Google “vitamins” and you’ll get 142 million results. That’s more than what you get for “Brad Pitt,” but the descriptions are just as breathless. As you navigate the maze of sites, you’ll see phrases claiming that vitamin supplements can “increase energy,” “stimulate brain function,” and “improve sex drive.” It all helps explain why Americans shell out $7.5 billion a year on vitamins, hoping to prolong life, slow aging, and protect against a bevy of illnesses.
But new research not only refutes many of these claims, it also shows that some of these vitamins may, in fact, be harmful in excess. Vitamins got their name from their link to “vitality,” and indeed they are vital for your health. But it’s important to get them from the right place and in the right amounts. Similarly, while minerals such as calcium, iron, and zinc are essential to keep your body and brain functioning properly, many are highly toxic if consumed in large quantities.
To date, 13 vitamins essential to human health have been discovered. Vitamins are classified as fat soluble or water soluble, according to how they are absorbed and stored in the body. The fat-soluble vitamins (vitamins A, D, E, and K) need fat in order to be absorbed into the bloodstream from the intestinal tract. Thus, people who have fat-malabsorption disorders can develop deficiency symptoms even if their diet supplies adequate amounts of a vitamin.

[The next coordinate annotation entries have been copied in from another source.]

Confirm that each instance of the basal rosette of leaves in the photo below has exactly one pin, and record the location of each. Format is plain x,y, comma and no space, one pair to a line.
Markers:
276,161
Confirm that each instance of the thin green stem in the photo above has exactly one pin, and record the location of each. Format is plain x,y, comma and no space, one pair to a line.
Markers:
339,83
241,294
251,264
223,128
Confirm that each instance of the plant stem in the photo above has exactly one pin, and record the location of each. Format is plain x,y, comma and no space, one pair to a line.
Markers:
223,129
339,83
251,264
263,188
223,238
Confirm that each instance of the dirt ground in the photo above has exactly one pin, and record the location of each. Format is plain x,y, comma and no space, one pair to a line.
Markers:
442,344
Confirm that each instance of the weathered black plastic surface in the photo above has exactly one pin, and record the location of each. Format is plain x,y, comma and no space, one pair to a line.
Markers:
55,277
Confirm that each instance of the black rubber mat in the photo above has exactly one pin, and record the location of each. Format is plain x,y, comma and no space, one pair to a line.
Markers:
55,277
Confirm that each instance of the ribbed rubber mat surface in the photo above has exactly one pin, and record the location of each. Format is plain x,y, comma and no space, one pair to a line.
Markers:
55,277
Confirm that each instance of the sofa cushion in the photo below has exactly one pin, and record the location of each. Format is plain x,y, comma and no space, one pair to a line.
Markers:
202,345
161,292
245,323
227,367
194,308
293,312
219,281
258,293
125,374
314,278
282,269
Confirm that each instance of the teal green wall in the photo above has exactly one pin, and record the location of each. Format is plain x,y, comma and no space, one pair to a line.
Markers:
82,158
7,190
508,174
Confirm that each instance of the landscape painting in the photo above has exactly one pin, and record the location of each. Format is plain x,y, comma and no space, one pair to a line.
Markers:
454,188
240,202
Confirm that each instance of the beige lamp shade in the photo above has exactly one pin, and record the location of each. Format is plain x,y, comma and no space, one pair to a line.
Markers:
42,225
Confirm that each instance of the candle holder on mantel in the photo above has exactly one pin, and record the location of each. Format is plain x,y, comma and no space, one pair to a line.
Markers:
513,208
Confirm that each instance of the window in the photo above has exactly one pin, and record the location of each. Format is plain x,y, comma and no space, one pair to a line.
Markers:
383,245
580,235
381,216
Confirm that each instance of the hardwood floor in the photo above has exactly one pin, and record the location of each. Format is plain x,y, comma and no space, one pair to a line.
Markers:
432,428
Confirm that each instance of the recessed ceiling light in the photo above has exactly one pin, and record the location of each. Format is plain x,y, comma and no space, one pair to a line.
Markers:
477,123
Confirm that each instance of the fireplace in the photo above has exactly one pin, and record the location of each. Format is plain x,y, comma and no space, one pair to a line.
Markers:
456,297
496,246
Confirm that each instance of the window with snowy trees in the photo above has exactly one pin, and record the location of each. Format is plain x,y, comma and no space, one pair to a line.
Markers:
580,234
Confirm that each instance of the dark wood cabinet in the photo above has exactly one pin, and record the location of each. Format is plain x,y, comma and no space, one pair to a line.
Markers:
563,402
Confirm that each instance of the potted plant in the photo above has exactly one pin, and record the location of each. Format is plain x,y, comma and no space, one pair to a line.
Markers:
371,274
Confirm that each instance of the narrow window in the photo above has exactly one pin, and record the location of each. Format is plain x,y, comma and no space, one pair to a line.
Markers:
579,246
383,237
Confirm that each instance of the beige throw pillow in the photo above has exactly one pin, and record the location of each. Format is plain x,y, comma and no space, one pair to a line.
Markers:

Many people with celiac disease, for instance, which impairs the absorption of dietary fat, have low vitamin D levels. On the other hand, because the body can store fat-soluble vitamins in the liver and fatty tissue, toxic amounts may build up if a person takes high doses of these supplements. As water-soluble vitamins, the B vitamins and vitamin C are more easily absorbed than fat-soluble vitamins.
However, since the body stores water-soluble vitamins in only small amounts and excretes the rest in urine, they need to be consumed more often. (This also means that you’re not likely to overdose on water-soluble vitamins.)